I'm not sure I can help with your question, but I had to say, "nice signature..."


----------



## kamcbrayer (Jun 3, 2009)

Haha, thanks canopyboy. My younger brother said that to me when we were talking at my wedding last Saturday about something. Left an impression on me because the truth is in the saying. And the fact you have something so similiar is hilarious.


----------



## kamcbrayer (Jun 3, 2009)

To rephrase my question...when you all buy prusik cord by the foot, what length to you buy so you can tie a loop? I ordered 8 feet and apparently it won't be enough for me to really get everything I can get out of each step on the rope.


----------



## Job Corps Tree (Jun 5, 2009)

When I took the Arbormaster class the prusik loop were made 2 of each climbers arm spead for me that was 12 feet because I am 6 feet tall for some taller or shorter it would be longer or shorter. Most of the ones I have made are 5/16 not 3/8 I think it was 2/3 eds of the rope you were pitting it onto


----------



## SINGLE-JACK (Jun 5, 2009)

*Double foot prusik*

It sounds like you'd be interested in the rig I like to climb with. It's fairly traditional. I can climb with either foot or both.

*LENGTH:* If memory serves, I bought about 14' - got long legs. If you're buying a short piece by the foot buy a little long. A couple of extra feet is cheap. It's a lot easier to make a rope shorter than longer.

*SIZE:* I use a 3/8 prusik on a 1/2 rope. 

*KNOTS:* (page numbers from _The Tree Climber's Companion - Jepson_) I start with a sliding double fishermen's knot (p91). I "dress" it so there's a small loop and a large loop. In the large loop I tie a bowline on a bight (p89). That leaves a loop for each foot. I tie a double prusik (p86) in the small loop to the climbing line. I adjust, dress and set all the knots to fit me and make for a comfortable climb. You'll have to experiment with the lengths that work for you. Leave any extra for a couple of climbs to make sure you're happy with the rig. Readjust as needed, dress and set everything and trim any excess.

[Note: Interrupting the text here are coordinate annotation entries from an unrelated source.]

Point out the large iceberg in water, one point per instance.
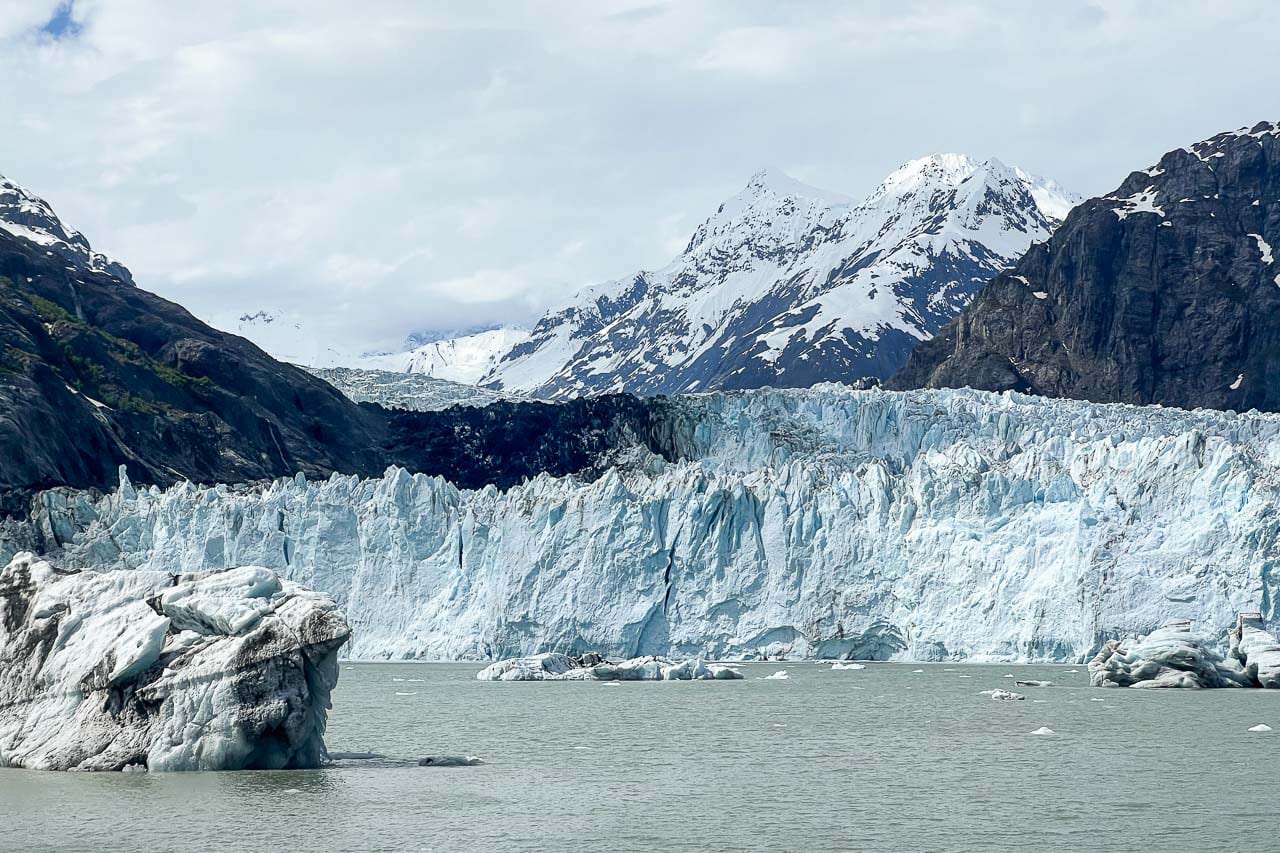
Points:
(816, 523)
(1176, 656)
(122, 670)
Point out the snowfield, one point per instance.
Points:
(828, 523)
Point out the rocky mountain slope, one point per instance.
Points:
(787, 286)
(1165, 291)
(826, 521)
(95, 374)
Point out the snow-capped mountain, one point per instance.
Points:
(465, 359)
(30, 217)
(1164, 291)
(787, 284)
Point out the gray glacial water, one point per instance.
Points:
(877, 760)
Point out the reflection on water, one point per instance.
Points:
(880, 758)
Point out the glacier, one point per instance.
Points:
(147, 670)
(819, 523)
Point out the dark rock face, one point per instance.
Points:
(1166, 291)
(95, 375)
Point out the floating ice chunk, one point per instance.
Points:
(561, 667)
(449, 761)
(224, 670)
(534, 667)
(1256, 649)
(1174, 656)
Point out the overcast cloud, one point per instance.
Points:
(382, 167)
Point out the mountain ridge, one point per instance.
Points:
(1164, 291)
(780, 286)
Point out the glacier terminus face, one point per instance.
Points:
(827, 521)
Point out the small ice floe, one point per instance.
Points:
(449, 761)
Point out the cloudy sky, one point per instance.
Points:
(378, 168)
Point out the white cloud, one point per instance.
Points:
(393, 167)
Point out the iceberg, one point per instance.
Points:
(593, 667)
(822, 523)
(131, 670)
(449, 761)
(1257, 651)
(1174, 656)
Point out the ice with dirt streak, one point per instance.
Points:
(147, 670)
(817, 523)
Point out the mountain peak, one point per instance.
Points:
(28, 217)
(781, 183)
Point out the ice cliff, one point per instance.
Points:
(827, 521)
(118, 670)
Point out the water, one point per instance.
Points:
(881, 758)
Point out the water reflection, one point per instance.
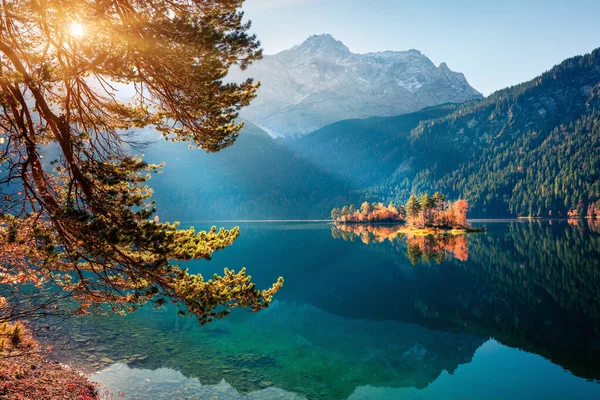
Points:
(353, 317)
(419, 248)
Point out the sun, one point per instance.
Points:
(76, 29)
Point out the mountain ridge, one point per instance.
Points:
(321, 81)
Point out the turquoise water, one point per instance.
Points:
(513, 313)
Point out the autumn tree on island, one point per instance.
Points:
(75, 210)
(424, 212)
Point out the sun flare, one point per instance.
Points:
(76, 29)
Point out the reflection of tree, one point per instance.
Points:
(436, 248)
(419, 248)
(534, 288)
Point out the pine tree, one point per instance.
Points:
(90, 219)
(413, 207)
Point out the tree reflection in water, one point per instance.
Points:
(419, 248)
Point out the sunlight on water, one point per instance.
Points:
(363, 318)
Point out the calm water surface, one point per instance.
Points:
(513, 313)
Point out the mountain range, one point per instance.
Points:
(321, 81)
(529, 150)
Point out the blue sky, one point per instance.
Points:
(494, 43)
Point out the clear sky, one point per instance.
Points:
(494, 43)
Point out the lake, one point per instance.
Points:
(512, 313)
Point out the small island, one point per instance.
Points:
(426, 215)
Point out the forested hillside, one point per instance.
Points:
(532, 149)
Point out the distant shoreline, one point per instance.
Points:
(476, 220)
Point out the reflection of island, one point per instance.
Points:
(355, 314)
(532, 285)
(424, 216)
(292, 346)
(424, 248)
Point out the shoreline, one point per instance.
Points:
(27, 372)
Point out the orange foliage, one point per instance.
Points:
(376, 213)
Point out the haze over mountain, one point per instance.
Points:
(532, 149)
(321, 81)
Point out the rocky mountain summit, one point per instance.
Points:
(321, 81)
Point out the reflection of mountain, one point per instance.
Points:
(534, 287)
(295, 347)
(351, 314)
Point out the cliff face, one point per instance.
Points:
(321, 81)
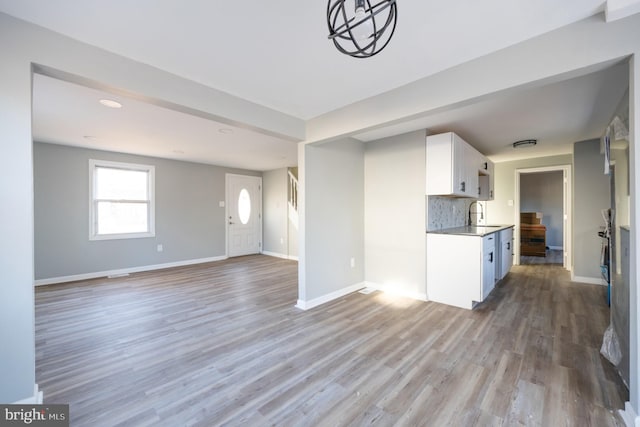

The only thing I retie each climb is the prusik - all the rest stays tied.

Works for me - hope this helps.


----------



## grizzly2 (Jun 5, 2009)

:agree2:

That sounds about right to me! Especially the buy extra length bit. You'll need to tie it all together and then do your prusik. Don't cut the extra cord off until you are definite on the length.


----------



## ClimbinArbor (Jun 5, 2009)

kamcbrayer said:


> I want to buy a new Prusik loop. I climb on 1/2" Safety Blue and 1/2" ArborMaster. What size (diameter of line and length) should I purchase? I am tired of footlocking a Blakes. The loops look a lot easier to use.



I use a 13' safety blue on arbormaster1/2". smooth as a babies bottum and ultra safe. yes it isnt a smaller diameter than the host line but neither is a traditional tail......


----------